2.1 La théorie post-industrielle et l’inexorable progression des services

La théorie post-industrielle apparaît au tournant des années 1960. Daniel Bell est un auteur important de ce courant. Dans son ouvrage The Coming of Post-Industrial Society, A Venture in Social Forecasting (1976), il s’intéresse aux mutations de l’économie américaine. D’après lui, quatre grands traits caractérisent les sociétés post-industrielles.
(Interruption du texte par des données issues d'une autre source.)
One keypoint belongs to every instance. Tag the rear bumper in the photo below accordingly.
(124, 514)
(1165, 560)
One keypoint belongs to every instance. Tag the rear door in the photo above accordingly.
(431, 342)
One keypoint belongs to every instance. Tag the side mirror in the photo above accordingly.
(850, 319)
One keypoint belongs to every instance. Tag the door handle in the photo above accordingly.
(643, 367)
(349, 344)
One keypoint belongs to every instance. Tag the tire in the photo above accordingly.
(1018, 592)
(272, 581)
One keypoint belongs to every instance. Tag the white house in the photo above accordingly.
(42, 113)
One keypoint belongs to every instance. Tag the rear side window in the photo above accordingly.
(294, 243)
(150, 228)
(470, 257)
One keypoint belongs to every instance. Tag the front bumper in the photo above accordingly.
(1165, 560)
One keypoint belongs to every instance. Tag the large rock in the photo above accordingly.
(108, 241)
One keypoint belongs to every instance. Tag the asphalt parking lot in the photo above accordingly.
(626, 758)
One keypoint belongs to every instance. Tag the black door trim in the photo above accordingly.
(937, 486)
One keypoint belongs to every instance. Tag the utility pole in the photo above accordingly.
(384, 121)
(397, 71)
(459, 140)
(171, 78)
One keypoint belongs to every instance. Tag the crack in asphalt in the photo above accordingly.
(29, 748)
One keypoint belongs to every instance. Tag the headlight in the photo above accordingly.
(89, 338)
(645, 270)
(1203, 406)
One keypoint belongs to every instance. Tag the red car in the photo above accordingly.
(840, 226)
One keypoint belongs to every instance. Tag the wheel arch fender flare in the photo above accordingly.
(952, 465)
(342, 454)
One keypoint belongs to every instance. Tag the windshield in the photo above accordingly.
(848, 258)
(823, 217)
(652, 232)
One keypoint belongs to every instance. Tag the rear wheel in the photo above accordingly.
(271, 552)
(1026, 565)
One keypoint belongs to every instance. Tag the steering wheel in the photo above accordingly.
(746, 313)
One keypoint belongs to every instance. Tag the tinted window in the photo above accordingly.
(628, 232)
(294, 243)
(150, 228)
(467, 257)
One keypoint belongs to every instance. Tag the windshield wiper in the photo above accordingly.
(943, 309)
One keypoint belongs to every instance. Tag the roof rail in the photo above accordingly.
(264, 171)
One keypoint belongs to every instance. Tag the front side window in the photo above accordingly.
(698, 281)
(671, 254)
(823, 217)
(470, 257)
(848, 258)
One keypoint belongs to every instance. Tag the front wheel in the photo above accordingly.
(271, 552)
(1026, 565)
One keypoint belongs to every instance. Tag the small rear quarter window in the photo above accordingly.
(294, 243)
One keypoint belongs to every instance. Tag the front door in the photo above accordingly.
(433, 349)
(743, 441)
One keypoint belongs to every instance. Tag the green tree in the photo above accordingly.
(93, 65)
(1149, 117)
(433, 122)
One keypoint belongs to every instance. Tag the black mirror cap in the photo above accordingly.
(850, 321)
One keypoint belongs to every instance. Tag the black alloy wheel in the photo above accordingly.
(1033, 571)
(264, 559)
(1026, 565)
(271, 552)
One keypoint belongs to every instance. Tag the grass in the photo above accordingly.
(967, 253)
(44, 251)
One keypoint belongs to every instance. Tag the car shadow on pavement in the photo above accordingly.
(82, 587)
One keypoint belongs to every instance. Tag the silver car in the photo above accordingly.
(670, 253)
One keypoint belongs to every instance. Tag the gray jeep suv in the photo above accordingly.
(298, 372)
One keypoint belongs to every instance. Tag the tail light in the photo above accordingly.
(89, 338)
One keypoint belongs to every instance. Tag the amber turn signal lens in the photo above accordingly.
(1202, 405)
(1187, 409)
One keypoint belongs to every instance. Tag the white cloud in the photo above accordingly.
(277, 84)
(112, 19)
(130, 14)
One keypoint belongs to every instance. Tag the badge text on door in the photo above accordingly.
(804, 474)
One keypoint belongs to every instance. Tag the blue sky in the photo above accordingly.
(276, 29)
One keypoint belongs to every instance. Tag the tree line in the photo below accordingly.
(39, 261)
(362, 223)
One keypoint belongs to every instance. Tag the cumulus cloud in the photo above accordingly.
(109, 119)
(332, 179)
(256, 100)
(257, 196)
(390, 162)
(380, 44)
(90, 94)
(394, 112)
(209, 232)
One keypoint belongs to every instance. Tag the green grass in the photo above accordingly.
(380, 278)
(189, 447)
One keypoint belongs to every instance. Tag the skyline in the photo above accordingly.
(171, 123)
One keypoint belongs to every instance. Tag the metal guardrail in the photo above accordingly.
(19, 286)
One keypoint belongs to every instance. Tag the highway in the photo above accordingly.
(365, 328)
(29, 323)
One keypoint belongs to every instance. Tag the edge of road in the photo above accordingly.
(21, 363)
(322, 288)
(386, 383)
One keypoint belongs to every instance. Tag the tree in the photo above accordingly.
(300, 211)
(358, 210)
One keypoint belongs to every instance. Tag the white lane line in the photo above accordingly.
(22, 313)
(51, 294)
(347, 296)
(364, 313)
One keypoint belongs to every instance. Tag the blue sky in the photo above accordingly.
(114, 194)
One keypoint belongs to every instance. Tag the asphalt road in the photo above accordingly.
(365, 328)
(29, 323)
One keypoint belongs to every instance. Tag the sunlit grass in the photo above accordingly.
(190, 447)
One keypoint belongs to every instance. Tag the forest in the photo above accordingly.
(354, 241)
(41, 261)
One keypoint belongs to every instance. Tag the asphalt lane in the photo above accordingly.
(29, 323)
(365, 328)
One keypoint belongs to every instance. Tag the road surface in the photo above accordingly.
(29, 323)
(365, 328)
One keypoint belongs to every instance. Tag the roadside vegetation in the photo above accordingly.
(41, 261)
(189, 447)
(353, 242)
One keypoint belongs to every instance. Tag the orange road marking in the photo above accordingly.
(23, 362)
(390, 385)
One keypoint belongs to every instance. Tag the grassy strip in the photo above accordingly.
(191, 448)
Premier trait des sociétés post-industrielles : les sociétés post-industrielles sont caractérisées par la prédominance des activités de services. La grande majorité des emplois sont dans les services. Deux raisons expliquent la progression des services dans l’économie. La première raison se rapporte à des facteurs de demande : à mesure que le revenu des ménages augmente, la part de leur revenu consacrée aux biens supérieurs de type « service » augmente également. La deuxième raison se rapporte à des facteurs d’offre : les progrès techniques sont plus faibles dans les services, ce qui conduit à des écarts structurels de productivité entre le secteur industriel et le secteur des services.

La première raison est liée à la « loi d’Engel » et découle d’analyses statistiques. Le raisonnement est simple. La demande est répartie en trois catégories : 1) les biens de première nécessité (secteur agricole, dépenses alimentaires, logement), 2) les biens de seconde nécessité (industrie, consommation de masse, biens ménagers) et 3) les biens dits « supérieurs » (services, loisirs, divertissement, santé, éducation). À mesure que le pouvoir d’achat des ménages augmente, la demande se déplace d’une catégorie à l’autre par palier de saturation successif. Éventuellement, les biens supérieurs de type « service » comme l’éducation et les loisirs représentent la portion la plus importante de la demande.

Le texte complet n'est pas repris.